It is said that hard cases make bad law, and that seems to be the case with Brigham City v. Stuart, in which a 9-0 U.S. Supreme Court ruling made it a little easier for police officers to enter a home without a warrant or without knocking and announcing themselves.
In July 2000, police in Brigham City, Utah, responded to a call about a loud party, arriving about 3 a.m. They heard shouting and looked in the back yard, where they saw two juveniles drinking beer. They peered through a screen door and windows and saw four adults restraining a juvenile, who still managed to punch one of them. At that point they rushed in.
The police arrested four people and charged them with offenses such as disorderly conduct, contributing to the delinquency of a minor and intoxication. They didn’t go to the aid of the person who had been slugged. As attorney Michael Studebaker, who handled the case at the appellate level, explained, the defendants sought to have the evidence suppressed because the police entry was illegal under the Fourth Amendment, which forbids search and seizure without a warrant.
The trial court, Utah appellate courts and the Utah Supreme Court all agreed and ruled the police action was not justified, even though these courts also noted there were certain circumstances under which the police would have been justified in entering without a warrant and without knocking — to render emergency aid, hot pursuit or other exigencies where “a reasonable person would believe that the entry was necessary to prevent physical harm to the officers or other persons.” They didn’t think the standard had been met in this case.
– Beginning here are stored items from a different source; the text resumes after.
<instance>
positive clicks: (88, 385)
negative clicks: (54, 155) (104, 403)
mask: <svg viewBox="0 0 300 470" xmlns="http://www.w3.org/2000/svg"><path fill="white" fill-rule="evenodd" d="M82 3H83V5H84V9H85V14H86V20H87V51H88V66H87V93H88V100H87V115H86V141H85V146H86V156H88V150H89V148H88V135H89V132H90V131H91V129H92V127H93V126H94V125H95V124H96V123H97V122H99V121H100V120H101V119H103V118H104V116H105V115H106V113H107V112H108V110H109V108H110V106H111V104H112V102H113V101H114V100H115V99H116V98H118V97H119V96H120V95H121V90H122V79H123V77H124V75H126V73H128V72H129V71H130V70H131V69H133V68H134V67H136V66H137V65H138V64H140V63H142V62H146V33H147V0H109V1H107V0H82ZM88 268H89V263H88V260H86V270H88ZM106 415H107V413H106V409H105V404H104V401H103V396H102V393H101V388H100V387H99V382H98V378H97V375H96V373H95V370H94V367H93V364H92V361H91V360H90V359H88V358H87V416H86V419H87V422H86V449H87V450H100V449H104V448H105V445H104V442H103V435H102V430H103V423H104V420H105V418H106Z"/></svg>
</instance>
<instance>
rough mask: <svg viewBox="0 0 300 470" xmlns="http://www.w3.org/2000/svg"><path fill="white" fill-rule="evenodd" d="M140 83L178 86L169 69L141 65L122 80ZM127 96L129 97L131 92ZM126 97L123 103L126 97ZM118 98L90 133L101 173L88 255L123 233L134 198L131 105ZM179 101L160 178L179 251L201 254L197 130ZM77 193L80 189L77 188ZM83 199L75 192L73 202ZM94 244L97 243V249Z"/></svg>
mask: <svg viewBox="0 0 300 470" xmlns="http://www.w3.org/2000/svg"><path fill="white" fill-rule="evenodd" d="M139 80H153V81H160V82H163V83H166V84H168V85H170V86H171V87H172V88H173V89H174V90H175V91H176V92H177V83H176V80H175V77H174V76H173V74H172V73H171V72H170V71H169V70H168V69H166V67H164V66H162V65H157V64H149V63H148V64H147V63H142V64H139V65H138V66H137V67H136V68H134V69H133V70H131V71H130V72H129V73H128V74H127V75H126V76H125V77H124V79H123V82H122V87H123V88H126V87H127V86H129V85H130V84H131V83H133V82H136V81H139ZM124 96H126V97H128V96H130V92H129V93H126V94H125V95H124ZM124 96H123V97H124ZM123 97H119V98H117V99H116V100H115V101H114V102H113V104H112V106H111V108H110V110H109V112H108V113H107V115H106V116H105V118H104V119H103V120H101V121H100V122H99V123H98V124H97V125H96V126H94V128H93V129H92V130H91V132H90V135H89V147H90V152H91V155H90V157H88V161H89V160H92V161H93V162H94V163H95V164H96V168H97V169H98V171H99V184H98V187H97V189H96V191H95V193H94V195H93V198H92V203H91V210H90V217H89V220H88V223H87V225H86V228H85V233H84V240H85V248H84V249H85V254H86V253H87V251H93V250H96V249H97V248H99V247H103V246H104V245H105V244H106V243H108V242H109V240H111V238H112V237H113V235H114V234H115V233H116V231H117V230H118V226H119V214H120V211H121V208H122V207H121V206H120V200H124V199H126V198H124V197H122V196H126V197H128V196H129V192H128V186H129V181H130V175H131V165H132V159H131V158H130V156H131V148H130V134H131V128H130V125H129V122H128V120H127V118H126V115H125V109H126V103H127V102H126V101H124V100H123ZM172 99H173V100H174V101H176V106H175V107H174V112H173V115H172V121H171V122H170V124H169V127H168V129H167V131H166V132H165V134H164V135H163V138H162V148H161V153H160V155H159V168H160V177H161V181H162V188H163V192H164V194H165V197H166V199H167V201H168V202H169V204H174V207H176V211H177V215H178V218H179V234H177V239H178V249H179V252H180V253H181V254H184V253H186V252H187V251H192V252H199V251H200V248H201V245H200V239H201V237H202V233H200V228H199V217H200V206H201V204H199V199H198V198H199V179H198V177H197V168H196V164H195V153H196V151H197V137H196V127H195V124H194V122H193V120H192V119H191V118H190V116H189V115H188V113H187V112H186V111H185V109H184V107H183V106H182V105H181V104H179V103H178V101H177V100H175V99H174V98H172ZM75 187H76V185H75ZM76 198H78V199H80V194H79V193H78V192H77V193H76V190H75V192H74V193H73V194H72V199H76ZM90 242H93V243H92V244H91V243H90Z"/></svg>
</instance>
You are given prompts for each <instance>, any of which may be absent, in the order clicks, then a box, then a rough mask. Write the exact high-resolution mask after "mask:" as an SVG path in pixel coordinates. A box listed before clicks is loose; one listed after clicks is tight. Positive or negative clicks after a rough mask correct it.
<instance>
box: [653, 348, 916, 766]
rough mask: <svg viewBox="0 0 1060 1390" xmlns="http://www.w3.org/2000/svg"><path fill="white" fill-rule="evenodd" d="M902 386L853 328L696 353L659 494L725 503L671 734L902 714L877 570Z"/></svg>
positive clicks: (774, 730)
The state of Utah appealed to the U.S. Supreme Court, which was unanimous in reversing the lower courts.
In a concurring opinion, Justice John Paul Stevens said the court’s opinion was simply “restating well-settled rules of federal law.” Michael Studebaker said “if it were really all that settled they wouldn’t have taken the case.” He believes the ruling expands police power to enter homes without warrants.
Chief Justice John Roberts quoted a previous decision to the effect that an entry by police is “reasonable” under the Fourth Amendment “as long as the circumstances, viewed objectively, justify (the) action.” But in a case like this, where reasonable people can disagree and where different courts have disagreed, calling one point of view “objective” doesn’t make it so. The court took a subjective opinion and redefined it as objective.
This decision expands police power to enter homes without a warrant. That is unfortunate. The realm in which people can expect government to leave them alone keeps shrinking. More than ever, it doesn’t seem to include private homes.